Whether teaching in a classroom or a Massive Online Open Course it is crucial to present the material in a way that benefits the audience as a whole. We identify two important tasks to solve towards this objective, 1 group students so that they can maximally benefit from peer interaction and 2 find an optimal schedule of the educational material for each group.

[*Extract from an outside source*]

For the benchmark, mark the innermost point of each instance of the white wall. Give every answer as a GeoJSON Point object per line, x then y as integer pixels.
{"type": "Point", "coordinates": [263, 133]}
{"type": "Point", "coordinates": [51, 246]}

Thus, in this paper, we solve the problem of team formation and content scheduling for education. Given a time frame d, a set of students S with their required need to learn different activities T and given k as the number of desired groups, we study the problem of finding k group of students. The goal is to teach students within time frame d such that their potential for learning is maximized and find the best schedule for each group. We show this problem to be NP-hard and develop a polynomial algorithm for it. We show our algorithm to be effective both on synthetic as well as a real data set. For our experiments, we use real data on students' grades in a Computer Science department. As part of our contribution, we release a semi-synthetic dataset that mimics the properties of the real data.